Ilvesheim. Ilvesheim. Die Überraschung im Ort war groß: Der Online-Supermarkt Picnic will in Ilvesheim doch keine Lagerhalle bauen (wir berichteten). Dabei war ursprünglich geplant, dass das Zwischenlager einen großen Teil des neuen Gewerbegebiets im Westen ausmacht. Darüber hinaus soll auf dem Areal ein „Handwerkerhof“ für lokale Betriebe entstehen. Der „MM“ hat bei den Gemeinderatsfraktionen und beim Bürgermeister nachgefragt, wie sie die Entwicklung bewerten. Dabei kam auch vereinzelt Kritik auf - allerdings nicht an Picnic, sondern am Investor (Grundstückseigentümer), der das Gelände entwickelt.

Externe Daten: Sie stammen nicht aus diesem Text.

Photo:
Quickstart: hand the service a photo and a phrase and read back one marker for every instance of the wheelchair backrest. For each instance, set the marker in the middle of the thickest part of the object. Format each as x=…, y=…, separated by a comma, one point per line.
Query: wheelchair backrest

Freie Wähler Ilvesheim mit deutlicher Kritik
„Wir sind sehr enttäuscht über das Vorgehen des Grundstückseigentümers, weil er Verwaltung und Gemeinderat über die wahre Situation im Unklaren gelassen hat“, sagt Günter Tschitschke (Freie Wähler), der den Rückzug von Picnic bedauert. Das Unternehmen hatte auf Anfrage angegeben, sich bereits vor gut einem Jahr gegen den Standort in Ilvesheim entschieden zu haben. Bis zur Recherche des „Mannheimer Morgen“ vor wenigen Wochen war dies aber nicht bekannt.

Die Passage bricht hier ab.